Calibration

In the previous chapter on jets, the jet quantities were all calibrated. The common CP algorithms were used during extraction to:

  • Calibrate the jets according to the most recent Jet group recommendations that were baked into the release

  • Calibrate all the other objects (electrons, photons, taus, and muons)

  • Perform overlap removal

This chapter discusses the details of how calibrations are run, and what can be done to configure it. First, however, a short introduction on the calibration model to help understand the technical code.

Introduction

It is best to think of an event being calibrated in ATLAS, rather than a single object or collection of objects. In most cases it does not make sense to have one type of object calibrated while another isn’t. This is because there are interdependencies between some objects. For example, the calibrated jets, electrons, photons, muons, and taus are all used to calculate the missing \(E_T\) for an event. Further, after calibrating jets, electrons, photons, muons, and taus one must run overlap removal to disambiguate, say, jets and electrons. How that calibration is run is called the calibration configuration.

As a result, it only makes sense to talk about a coherent, calibrated set of objects in an ATLAS event. Further, due to limitations in how AnalysisBase (which extracts the data from xAOD’s and runs the common CP algorithms) and func_adl’s calibration model described here, it is not possible to run with more than a single calibration configuration in a single query. You’ll have to split them up into multiple queries.
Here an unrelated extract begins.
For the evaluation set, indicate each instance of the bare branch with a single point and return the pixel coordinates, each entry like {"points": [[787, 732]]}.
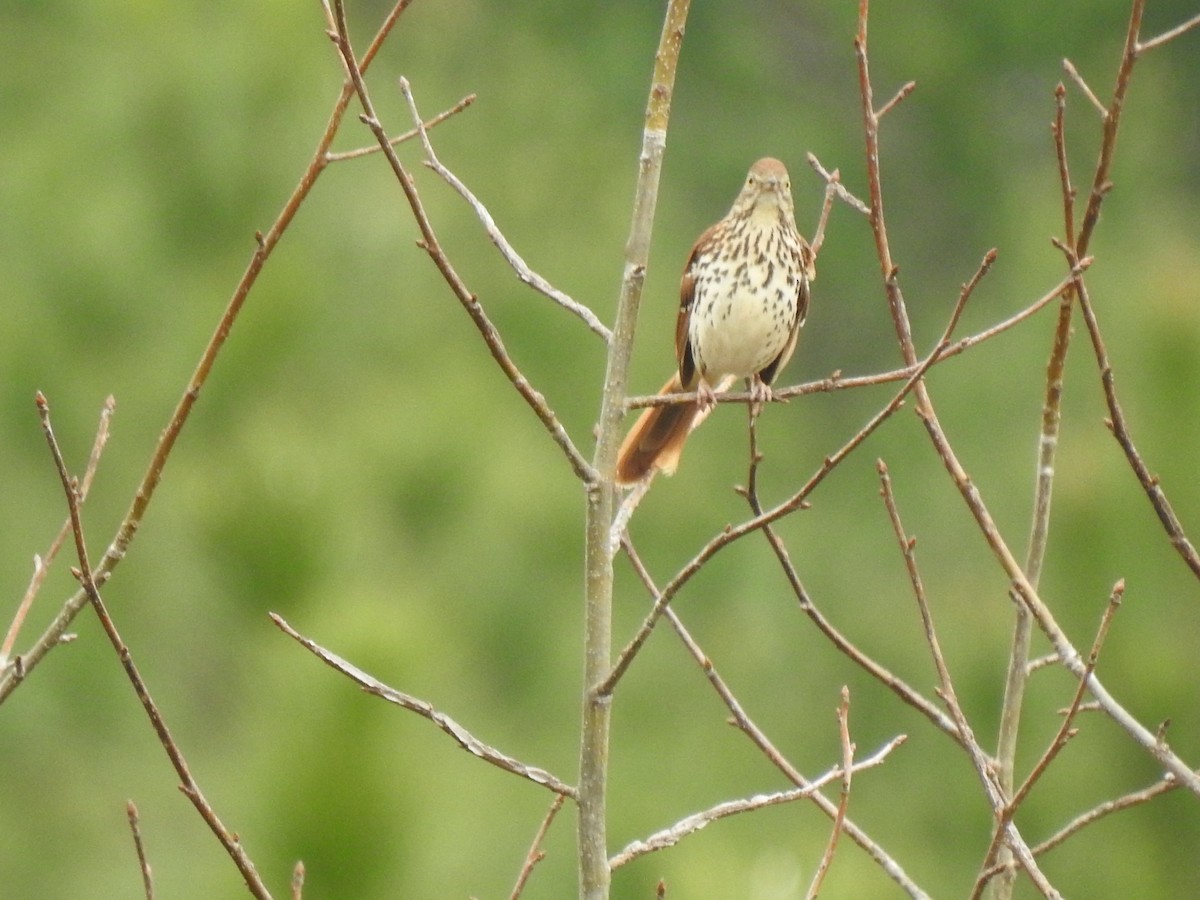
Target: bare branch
{"points": [[264, 245], [847, 761], [537, 853], [510, 255], [407, 136], [1109, 807], [748, 727], [1068, 66], [42, 563], [431, 245], [693, 823], [131, 811], [85, 576], [462, 737], [1120, 429], [899, 96], [1155, 42]]}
func_adl has calibration configuration class. It tells the system what jet collection to use, what muon working point to use, etc. This is configured by default to work well for DAOD_PHYS. In the end, the common CP algorithms are configured using the contents of configuration class. If you do nothing, the default configuration for DAOD_PHYS is what you’ll get. However, if you need a different calibration configuration it is possible to alter this, as we will see below.

Warning

Overlap Removal is disabled for all the tests in these notebooks. We need to figure out how to remove events with no found primary vertices as OR depends on those existing.

from config import ds_zee as ds
from config import match_eta_phi
from func_adl_servicex_xaodr21 import calib_tools
import matplotlib.pyplot as plt
import awkward as ak

The Calibration Configuration Object

The default calibration object details all the collections and working points that are to be used. The default configuration is easy enough to grab and inspect by accessing the default_config on the calib_tools object. The calib_tools object provides access to the configuration and helper methods to modify it in various ways.

print(calib_tools.default_config)
CalibrationEventConfig(jet_collection='AntiKt4EMPFlowJets', jet_calib_truth_collection='AntiKt4TruthDressedWZJets', electron_collection='Electrons', electron_working_point='MediumLHElectron', electron_isolation='NonIso', photon_collection='Photons', photon_working_point='Tight', photon_isolation='FixedCutTight', muon_collection='Muons', muon_working_point='Medium', muon_isolation='NonIso', tau_collection='TauJets', tau_working_point='Tight', perform_overlap_removal=True)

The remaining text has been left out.